Because you requested suppliers for “mycophenolate mofetil hydrochloride” specifically, a complete and accurate supplier list cannot be produced from the information available in this chat session without risking misidentification (confusing MMF API supply with the hydrochloride salt).
Supplier Landscape: What Is Typically Supplied Instead
Most commercial API supply chains for MMF center on:
- Mycophenolate mofetil (MMF) API (the marketed drug substance)
- Mycophenolic acid (indirect upstream or alternative product)
- Reference standards (analytical materials where salt/labeling can vary)
If “hydrochloride” is not the marketed API descriptor for your jurisdiction or buyer spec, the correct procurement channel is usually MMF API, not the hydrochloride salt label. This distinction is central for identifying valid suppliers and avoiding incorrect sourcing.

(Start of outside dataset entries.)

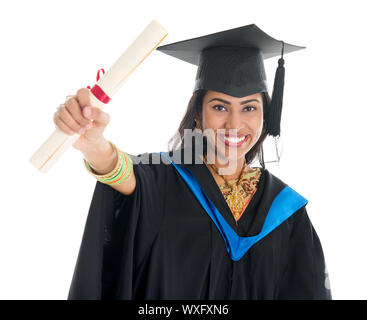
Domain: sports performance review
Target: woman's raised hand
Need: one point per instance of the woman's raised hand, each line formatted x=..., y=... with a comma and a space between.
x=77, y=115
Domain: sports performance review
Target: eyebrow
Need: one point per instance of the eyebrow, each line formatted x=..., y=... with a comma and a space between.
x=227, y=102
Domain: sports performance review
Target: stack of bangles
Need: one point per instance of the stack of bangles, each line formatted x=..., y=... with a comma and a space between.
x=118, y=174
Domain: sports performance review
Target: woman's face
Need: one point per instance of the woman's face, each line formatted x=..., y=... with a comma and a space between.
x=236, y=123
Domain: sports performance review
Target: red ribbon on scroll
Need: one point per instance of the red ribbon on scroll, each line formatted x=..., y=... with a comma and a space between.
x=97, y=90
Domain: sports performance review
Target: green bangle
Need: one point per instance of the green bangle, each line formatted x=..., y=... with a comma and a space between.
x=127, y=174
x=118, y=173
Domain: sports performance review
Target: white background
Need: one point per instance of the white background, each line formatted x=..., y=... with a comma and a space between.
x=50, y=49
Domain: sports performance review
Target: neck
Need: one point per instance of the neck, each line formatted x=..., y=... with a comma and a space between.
x=231, y=169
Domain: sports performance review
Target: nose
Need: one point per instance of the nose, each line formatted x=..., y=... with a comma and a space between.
x=233, y=121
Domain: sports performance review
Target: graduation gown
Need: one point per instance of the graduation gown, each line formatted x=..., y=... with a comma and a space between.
x=160, y=243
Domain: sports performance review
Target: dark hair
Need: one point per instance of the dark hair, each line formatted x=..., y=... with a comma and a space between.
x=194, y=109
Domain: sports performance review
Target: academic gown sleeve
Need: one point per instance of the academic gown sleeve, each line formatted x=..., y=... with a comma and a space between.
x=305, y=275
x=118, y=234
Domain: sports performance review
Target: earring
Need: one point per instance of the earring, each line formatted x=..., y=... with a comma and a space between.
x=197, y=124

Actionable procurement check points
A compliant supplier short list for the exact label “mycophenolate mofetil hydrochloride” normally depends on:
- Exact product name in COA and SDS (including “hydrochloride”)

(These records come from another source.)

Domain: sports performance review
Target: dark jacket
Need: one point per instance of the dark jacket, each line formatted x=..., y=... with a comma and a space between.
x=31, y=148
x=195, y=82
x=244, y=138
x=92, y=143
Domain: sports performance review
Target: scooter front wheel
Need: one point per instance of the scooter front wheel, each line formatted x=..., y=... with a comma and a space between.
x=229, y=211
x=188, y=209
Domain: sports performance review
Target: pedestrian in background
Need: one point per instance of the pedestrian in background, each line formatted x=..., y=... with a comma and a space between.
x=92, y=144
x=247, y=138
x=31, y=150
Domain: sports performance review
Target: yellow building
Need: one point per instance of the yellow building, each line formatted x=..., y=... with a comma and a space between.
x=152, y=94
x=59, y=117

- Salt form confirmation in the supplier’s specification (test for chloride/salt identity, polymorph form if applicable)
- Regulatory listing under your target dossier type (e.g., US DMF vs. EU CEP, where present)
Without those exact naming and spec details, supplier claims can be unreliable.
Key Takeaways
- Mycophenolate mofetil hydrochloride is not the dominant global API supply descriptor versus MMF API.
- A supplier list for the hydrochloride salt label requires exact salt-form confirmation in COA/SDS/specs.
- Procurement should first validate whether your requirement is truly MMF hydrochloride or MMF API under your regulatory and formulation specs.
FAQs
1) Are there many suppliers for mycophenolate mofetil hydrochloride specifically?
Not at the same scale as MMF API. The hydrochloride label is often not the standard commercial API descriptor.
2) Can I source this as mycophenolate mofetil (MMF) and convert to hydrochloride?
Only if your target spec allows conversion and you can validate identity, salt form, and impurities under your quality system.
3) Do reference standard suppliers carry the hydrochloride salt?
Some do, because analytical standards can be supplied in specific salt forms, but availability varies by catalog and lot.
4) What documentation proves hydrochloride salt identity from a supplier?
A COA that explicitly states the hydrochloride form, plus spec tests supporting salt identity (and matching SDS naming).
5) Do major regulatory listings differentiate the hydrochloride salt form?
Often they differentiate the marketed drug substance name; salt-form granularity depends on the dossier and the exact product scope.